Lt. Col. Roberto Poni, the on-site Italian air force liaison officer to the tanker program, echoed O'Neill's sentiments about the KC-767A.

"We are extremely proud of the progress on the KC-767A," Poni said. "We have together managed some significant challenges, and together we will perfect this much-needed asset—the world's most advanced aerial refueling tanker."

The Italian air force helped launch the tanker program in 2001 with an order for four KC-767s. In July 2003, the first tanker left the Boeing production line in Everett, Wash., for the Boeing-Wichita Development and Modification Center. Boeing teammates in Wichita transformed it into a military tanker. The Japan Air Self Defense Force also has ordered the KC-767 to meet its aerial refueling requirements.

"Boeing has a great launch customer in the Italian air force," O'Neill said. "They and our Japan customer will provide the world with a completely new and efficient aerial refueling aircraft and capability. We have designed capabilities into this aircraft that are uniquely suited for the security needs of today and tomorrow."

After the May 21 flight, the tanker was sent to Louisiana for painting and Italian markings.

The aircraft's next big event is at this month's Paris Air Show, where it will make its European debut. The aircraft is expected to garner wide attention at the show, including that of key government officials, potential customers, industry representatives and suppliers from around the world.

"Nearly four years of hard work have gone into making this first flight happen," said George Muellner, vice president and general manager of Boeing Air Force Systems. "This is an important milestone for our customer, the Italian air force, and for all Boeing employees and suppliers involved in this program."

Agostino Melani, chief executive officer of Aeronavali, noted the long-term relationship between his company and Boeing.

"This program confirms the excellent results of our partnership on both military and commercial programs, from engineering activities to final assembly, tests and certification.
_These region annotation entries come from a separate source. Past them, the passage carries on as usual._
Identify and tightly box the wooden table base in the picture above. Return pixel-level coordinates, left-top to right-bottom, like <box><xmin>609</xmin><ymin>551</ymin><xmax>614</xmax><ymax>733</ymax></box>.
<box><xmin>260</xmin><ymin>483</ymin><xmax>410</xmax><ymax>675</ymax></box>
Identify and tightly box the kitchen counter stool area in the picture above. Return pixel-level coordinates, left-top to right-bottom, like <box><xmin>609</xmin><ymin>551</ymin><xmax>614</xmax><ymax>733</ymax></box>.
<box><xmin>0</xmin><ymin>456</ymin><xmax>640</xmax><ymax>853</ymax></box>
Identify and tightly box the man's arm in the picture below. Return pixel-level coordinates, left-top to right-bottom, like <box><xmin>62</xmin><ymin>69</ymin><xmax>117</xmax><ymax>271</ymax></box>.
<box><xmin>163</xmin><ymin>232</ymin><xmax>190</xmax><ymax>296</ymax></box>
The Italian air force's choice of this tanker represents an important commitment for the future of this successful program," Melani said.
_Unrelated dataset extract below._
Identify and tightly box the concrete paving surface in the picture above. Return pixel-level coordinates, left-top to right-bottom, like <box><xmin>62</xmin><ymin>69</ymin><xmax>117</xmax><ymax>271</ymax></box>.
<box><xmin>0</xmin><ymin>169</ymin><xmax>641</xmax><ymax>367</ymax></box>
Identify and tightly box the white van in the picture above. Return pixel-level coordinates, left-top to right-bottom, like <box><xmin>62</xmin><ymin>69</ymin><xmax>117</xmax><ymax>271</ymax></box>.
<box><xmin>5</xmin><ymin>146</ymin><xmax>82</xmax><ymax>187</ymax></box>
A few days before Italy #1's first flight, the Italian air force's second KC-767A tanker was inducted into the aircraft modification center at Aeronavali in Naples. During the next 15 months, a joint Boeing-Aeronavali team will transform the 767 into an aerial tanker. Italy #2 is slated for a spring 2007 delivery to the Italian air force. The structural and system modifications are extensive, but through open-architecture systems, new technologies can be integrated with ease as they become available.

When Italy #1 was rolled out in February, nearly 1 million engineering hours and 200,000 manufacturing hours already had gone into the program. These numbers continue to grow, a testament to the complexity of the tanker and its advanced capabilities.

In addition to pushing Boeing and Aeronavali to new levels of technology and know-how, the program incorporates full integration and Lean manufacturing processes.

O'Neill and Boeing employees from Everett to Wichita stand ready for new orders.

"We are ready to provide the most advanced aerial tanker solution," O'Neill said. "This is the most modern and capable—and affordable—refueling tanker in the world. It has the ability to refuel all types of aircraft from the NATO nations. We're positioned well for serving future customers."

Boeing, with more than 60 years' aerial refueling technology experience and 90 years of experience in building airplanes, O'Neill said, has the people and the skills to meet any customer's expectations.